Uw laatste werkpunt gaat over tussenhandel. We hebben het daar tijdens de bespreking van het decreet al over gehad. Tussenhandel is nog altijd een federale bevoegdheid. Het is dan ook aan de federale overheid om aan uw vraag tegemoet te komen. Deze federale restbevoegdheid wordt concreet door de federale overheidsdienst Justitie uitgeoefend.
De voorzitter : De heer Caron heeft het woord.
De heer Bart Caron : Minister-president, ik dank u voor uw antwoord. Ik kan begrijpen dat u het minstens goed meent en dat u geen meeloper wilt zijn. Dat vind ik heel goed. Ik weet dat ik vandaag van u geen concrete toezeggingen zal krijgen. Dat is ook niet de bedoeling van mijn gesprek. Ik wil het echter hebben over de algemene aandachtpunten die vandaag op tafel liggen, zeker in die Europese context.
Wat mijn eerste punt over het inzicht in die wapentrafiek betreft, stel ik vast dat in deze commissie minstens één en wellicht nog twee wapenrapporten niet geagendeerd zijn geweest. (Opmerkingen van minister-president Kris Peeters).
Die zijn intussen geagendeerd? Ik word proactief op mijn wenken bediend. Maar toch is het al redelijk laat.
Minister-president, ik noteer uw intentie om halfjaarlijkse en jaarlijkse rapporteringen te brengen over de algemene vergunningen. Zo kunnen wij alvast een en ander evalueren. Dat is positief.
Mijn werkpunten zijn eigenlijk aandachtspunten. Ik heb het woord meeloper niet gebruikt, ik had het over volgers en voorlopers. Ik wil dat u een voorloper wordt op dat terrein. De regering kan bij de herdenking van de Eerste Wereldoorlog meer dan een symbolische rol spelen. We kunnen een rol spelen die groter is dan het politieke gewicht dat we normaal in dat domein zouden kunnen hebben. We hebben hier een groot symbolisch gewicht. We moeten dat ook in de weegschaal leggen.

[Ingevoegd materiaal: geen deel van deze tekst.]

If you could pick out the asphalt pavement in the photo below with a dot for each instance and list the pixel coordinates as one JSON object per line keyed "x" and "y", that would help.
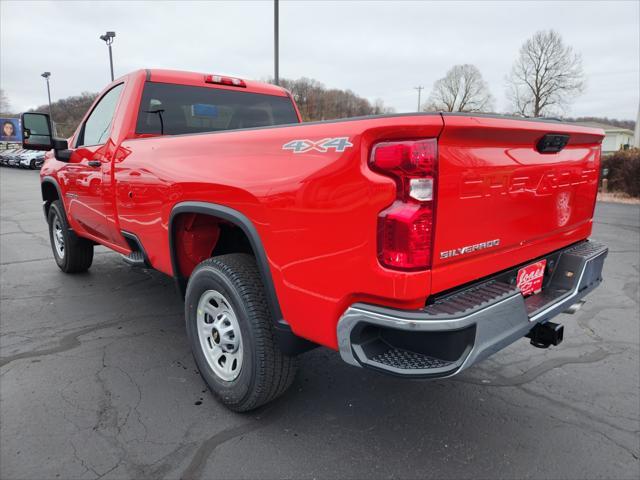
{"x": 97, "y": 381}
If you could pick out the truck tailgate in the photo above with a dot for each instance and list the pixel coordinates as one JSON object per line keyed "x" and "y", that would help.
{"x": 500, "y": 202}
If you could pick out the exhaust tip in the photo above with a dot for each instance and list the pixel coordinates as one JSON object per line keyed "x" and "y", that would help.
{"x": 575, "y": 307}
{"x": 543, "y": 335}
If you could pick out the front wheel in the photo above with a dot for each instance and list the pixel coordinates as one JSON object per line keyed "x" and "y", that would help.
{"x": 72, "y": 254}
{"x": 230, "y": 330}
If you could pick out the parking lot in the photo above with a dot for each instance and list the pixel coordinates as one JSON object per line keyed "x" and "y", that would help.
{"x": 97, "y": 382}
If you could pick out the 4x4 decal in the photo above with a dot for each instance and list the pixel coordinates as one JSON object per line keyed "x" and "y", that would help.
{"x": 340, "y": 144}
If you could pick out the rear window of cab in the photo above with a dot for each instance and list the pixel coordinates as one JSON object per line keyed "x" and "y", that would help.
{"x": 172, "y": 109}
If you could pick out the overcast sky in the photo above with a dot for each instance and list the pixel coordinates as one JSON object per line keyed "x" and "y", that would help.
{"x": 378, "y": 49}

Ik merk op dat het samenwerkingsakkoord met betrekking tot, en de gesprekken over dual use en nucleair materiaal eigenlijk stilliggen. Waarom evolueert dat dossier niet meer? Kunt u mij daar iets meer over zeggen? Dat lijkt me nu eens wel een nieuwsfeit in uw antwoord. We weten dat de tussenhandel een federale materie is. Ik bedoel dat er op dat vlak op federaal niveau omzeggens niets gebeurd is. Dat is geen communautaire opmerking. Dit is de vaststelling van een geïsoleerd stukje bevoegdheid van de federale overheid waar niets rond gebeurt. Iemand die een copernicaanse stijl voorstelt, moet de ambitie hebben om minstens op dat terrein vooruitgang te boeken en daarover een akkoord af te sluiten en aan te dringen op vooruitgang.
De voorzitter : Minister-president Peeters heeft het woord.
Minister-president Kris Peeters : Ik hoop dat u die copernicaanse omwenteling mee uitdraagt als overtuigd lid van het Vlaams Parlement. (Gelach)
Ja, ik dacht: nu moet ik het juiste woord zoeken.
Over de onderhandelingen over het samenwerkingsakkoord dual use en nucleair materiaal heb ik mij voorzichtig uitgedrukt. Er wordt niet te hard aan gewerkt. Sinds november ontwikkelt zich dat zeer voorzichtig verder. De reden is dat daarover in de schoot van de Federale Regering nog discussies plaatsvinden.
De voorzitter : De vraag om uitleg is afgehandeld.